If you're interested inference and training, or already have a pretty beefy desktop PC, or simply demand the most token/s you can get, then GPUs are the way to go. The downside is they're still pretty memory restricted (but honestly the options for what you can run on any RTX N090 are pretty good). You'll get blazing inference and prefill speeds on these devices. The only down side is, if you are using them heavily, you will see it on your energy bill and feel it in your room.
The "should I wait" question is also potentially applicable. The world of consumer hardware is looking increasingly bleak (and expensive) but if Apple does release a new "Ultra" model we could be looking at inference speeds very close to GPUs (there's still limitations to these devices that makes training preferable on GPU)

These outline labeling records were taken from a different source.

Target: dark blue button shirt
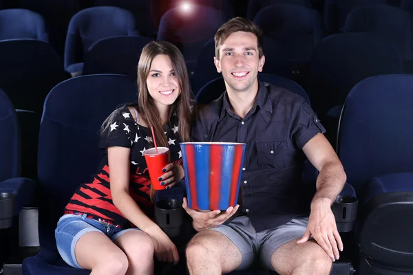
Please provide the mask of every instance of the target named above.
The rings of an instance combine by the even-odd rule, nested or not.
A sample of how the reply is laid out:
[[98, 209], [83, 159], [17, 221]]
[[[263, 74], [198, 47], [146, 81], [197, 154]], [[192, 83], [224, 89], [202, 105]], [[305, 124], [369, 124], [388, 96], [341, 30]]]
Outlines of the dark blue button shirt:
[[260, 232], [284, 224], [308, 209], [301, 200], [302, 148], [324, 131], [304, 98], [260, 82], [255, 102], [244, 118], [231, 111], [226, 92], [199, 107], [191, 139], [247, 144], [240, 203]]

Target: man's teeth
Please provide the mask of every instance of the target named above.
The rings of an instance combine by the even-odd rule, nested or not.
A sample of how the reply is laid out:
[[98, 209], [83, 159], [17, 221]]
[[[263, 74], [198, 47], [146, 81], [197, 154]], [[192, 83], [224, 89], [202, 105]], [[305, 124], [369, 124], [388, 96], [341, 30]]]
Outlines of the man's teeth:
[[246, 72], [244, 72], [244, 73], [232, 73], [234, 76], [245, 76], [247, 73]]
[[160, 93], [162, 94], [164, 96], [167, 96], [167, 95], [169, 95], [169, 94], [172, 94], [173, 91], [173, 90], [162, 91], [160, 91]]

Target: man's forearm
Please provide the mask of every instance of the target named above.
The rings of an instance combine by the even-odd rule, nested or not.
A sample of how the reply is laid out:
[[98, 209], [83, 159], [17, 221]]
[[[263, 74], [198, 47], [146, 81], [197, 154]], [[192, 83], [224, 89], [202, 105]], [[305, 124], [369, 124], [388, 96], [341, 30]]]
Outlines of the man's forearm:
[[317, 179], [317, 192], [311, 204], [323, 201], [332, 204], [343, 190], [346, 179], [346, 173], [339, 162], [326, 164]]

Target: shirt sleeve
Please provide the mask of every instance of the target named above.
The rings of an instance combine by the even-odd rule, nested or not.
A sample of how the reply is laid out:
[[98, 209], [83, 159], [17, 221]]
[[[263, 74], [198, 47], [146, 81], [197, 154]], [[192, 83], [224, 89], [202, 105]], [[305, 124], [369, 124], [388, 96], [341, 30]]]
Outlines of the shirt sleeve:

What I had in mind was an AMD Strix Halo machine, but it seems to have none of the advantages you mentioned. It's neither high bandwidth, nor does it have CUDA support, nor does it have support from the big OEMs. All the boards are from relatively obscure Chinese vendors.
It seems like all the major OEMs have rallied behind Nvidia, if you look at the upcoming RTX Spark laptops.
The same can be said about operating system memory requirements. I am sure Linux and Windows kernel developers can confirm. Yet 30 years ago Solaris used to run comfortably in 16 MB of RAM, today you need 512 times that to run Linux.